Sunday, April 28, 2019

An informative article on government finance, foreign trade, and inflation.

There is only one way a government funds the excess of spending over tax revenue without it being inflationary, and that is to borrow money from savers. There is a downside to this. The government bids for existing savings, including those held in pension and insurance funds, diverting them from other borrowers. In the 1980s this was described as “crowding out” other borrowers and had the effect of increasing interest rates to the point where these other borrowers stop borrowing. In the post-war years, this has been the consequence of spendthrift socialism.

The other two sources of finance for high-spending governments are simply inflationary. Bank credit is expanded to finance short-term treasury bills and treasury bonds. Before 2008, a combination of savings and bank credit expansion was used to cover government funding requirements. But since the great financial crisis, money-printing by central banks through quantitative easing has opened a new avenue for government funding. It is this last financing mechanism which future historians are likely to attribute to the beginning of the end for fiat currencies.[1]

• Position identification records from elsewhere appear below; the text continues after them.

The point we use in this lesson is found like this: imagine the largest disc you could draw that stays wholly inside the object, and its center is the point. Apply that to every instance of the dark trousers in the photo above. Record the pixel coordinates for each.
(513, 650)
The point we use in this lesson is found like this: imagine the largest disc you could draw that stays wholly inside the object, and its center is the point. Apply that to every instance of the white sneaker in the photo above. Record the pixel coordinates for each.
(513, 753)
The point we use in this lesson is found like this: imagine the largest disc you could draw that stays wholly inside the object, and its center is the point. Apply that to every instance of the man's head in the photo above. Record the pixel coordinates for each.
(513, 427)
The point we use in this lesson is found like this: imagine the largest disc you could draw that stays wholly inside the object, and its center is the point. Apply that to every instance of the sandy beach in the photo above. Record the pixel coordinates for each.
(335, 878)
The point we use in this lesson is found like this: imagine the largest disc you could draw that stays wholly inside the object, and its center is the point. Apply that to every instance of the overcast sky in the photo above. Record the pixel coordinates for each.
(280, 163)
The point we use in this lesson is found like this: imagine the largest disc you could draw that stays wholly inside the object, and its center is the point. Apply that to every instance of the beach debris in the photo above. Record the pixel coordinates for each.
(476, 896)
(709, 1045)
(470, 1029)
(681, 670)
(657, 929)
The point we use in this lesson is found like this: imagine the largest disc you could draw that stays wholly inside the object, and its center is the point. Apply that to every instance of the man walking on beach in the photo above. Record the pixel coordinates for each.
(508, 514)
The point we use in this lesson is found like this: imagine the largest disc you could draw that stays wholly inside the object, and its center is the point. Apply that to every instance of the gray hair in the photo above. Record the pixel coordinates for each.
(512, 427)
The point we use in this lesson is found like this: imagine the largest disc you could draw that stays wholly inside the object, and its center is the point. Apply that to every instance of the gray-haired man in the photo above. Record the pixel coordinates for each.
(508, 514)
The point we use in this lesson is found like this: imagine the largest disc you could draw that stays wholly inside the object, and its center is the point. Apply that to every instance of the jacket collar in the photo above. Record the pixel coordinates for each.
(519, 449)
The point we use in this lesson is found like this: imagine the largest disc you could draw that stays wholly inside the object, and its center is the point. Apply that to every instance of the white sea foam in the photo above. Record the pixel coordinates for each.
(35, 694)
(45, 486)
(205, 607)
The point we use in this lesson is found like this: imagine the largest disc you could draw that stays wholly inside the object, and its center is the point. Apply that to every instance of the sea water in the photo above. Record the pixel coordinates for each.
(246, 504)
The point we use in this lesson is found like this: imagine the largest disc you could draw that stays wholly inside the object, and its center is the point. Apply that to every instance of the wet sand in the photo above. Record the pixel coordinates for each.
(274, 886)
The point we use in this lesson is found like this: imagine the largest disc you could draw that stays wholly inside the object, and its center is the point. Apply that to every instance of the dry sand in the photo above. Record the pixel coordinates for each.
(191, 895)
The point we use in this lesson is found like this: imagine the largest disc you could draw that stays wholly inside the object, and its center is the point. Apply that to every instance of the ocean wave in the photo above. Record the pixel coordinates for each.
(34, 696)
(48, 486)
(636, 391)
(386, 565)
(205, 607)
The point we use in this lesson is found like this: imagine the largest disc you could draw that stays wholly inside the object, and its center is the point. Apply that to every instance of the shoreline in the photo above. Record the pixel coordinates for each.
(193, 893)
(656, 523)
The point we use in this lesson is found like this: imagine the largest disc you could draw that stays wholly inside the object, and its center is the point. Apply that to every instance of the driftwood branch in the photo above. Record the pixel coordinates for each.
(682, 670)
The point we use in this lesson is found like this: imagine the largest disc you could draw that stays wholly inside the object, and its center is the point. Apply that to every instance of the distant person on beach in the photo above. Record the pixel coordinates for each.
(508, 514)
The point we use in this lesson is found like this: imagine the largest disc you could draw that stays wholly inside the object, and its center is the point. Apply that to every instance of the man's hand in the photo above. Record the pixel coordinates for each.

My title doesn't do Mr. Macleod's article justice. While I'm a long way from understanding this stuff, I commend his article to you as an exceptionally clear take on government and central bank fiscal, monetary, and debt problems. He does a good job in trying to lay out the various cause and effect relationships in this area. Suffice it to say, the outlook isn't good for fiat currencies and sound economic policy.

At one time, I used to pale at the mention of the words "Federal Reserve Bank," as it just seemed too arcane and technical for me. It still is but I want to do better than I do.

So far, I have profited from the insight that low interest rates harm savers and drive people, who in earlier times could rely on interest on their money to fuel or supplement their retirement, to move their money into equities.

All the more so if deliberate Fed inflationary policies make it exceptionally unwise to leave funds sitting in bank accounts subject to alarming diminution in value. At two per cent inflation, the value of your stash is reduced by 50% in 25 years. More if inflation is higher than the lying United States government figures would lead you to believe. And given how this is indistinguishable from theft, I am rather torqued to know that the Fed publicly admits to trying to achieve a certain level of inflation every year.

Goodbye to any notion that those clever people who run things in our country have any intention of helping individual citizens. We get an elegant middle finger in any area you want to mention. We need to do a lot more than just audit the Fed.

The other insight I find useful is that increases in the interest rate increase government debt servicing costs. This it cannot allow. The government is thus locked into a position of wanting to avoid a return to savings-fueled investment in productive enterprise (because saving is profitable with higher interest rates), thus punishing savers and artificially goosing the market in equities (and real estate and other hard assets). AKA stimulating a bubble economy.

Add in the fact that deficits needing to be funded this way are the result of government investment decisions, and those include funding for Yolanda's eight chirren, stupid regime-change military operations, and innumerable, lunatic bear-poking adventures. You don't need me to detail official American economic profligacy and idiocy.

Anyhoo. Macleod's article is worth your time even if it requires studying it in some detail. Our fiscal and monetary policies affect us more than we know and we all need to know how this is being handled.

PS – I still don't understand bonds.

Notes
[1] "The US Government Is Ensnared In A Debt Trap.. And There's No Escape." By Alasdair Macleod, ZeroHedge, 4/26/19.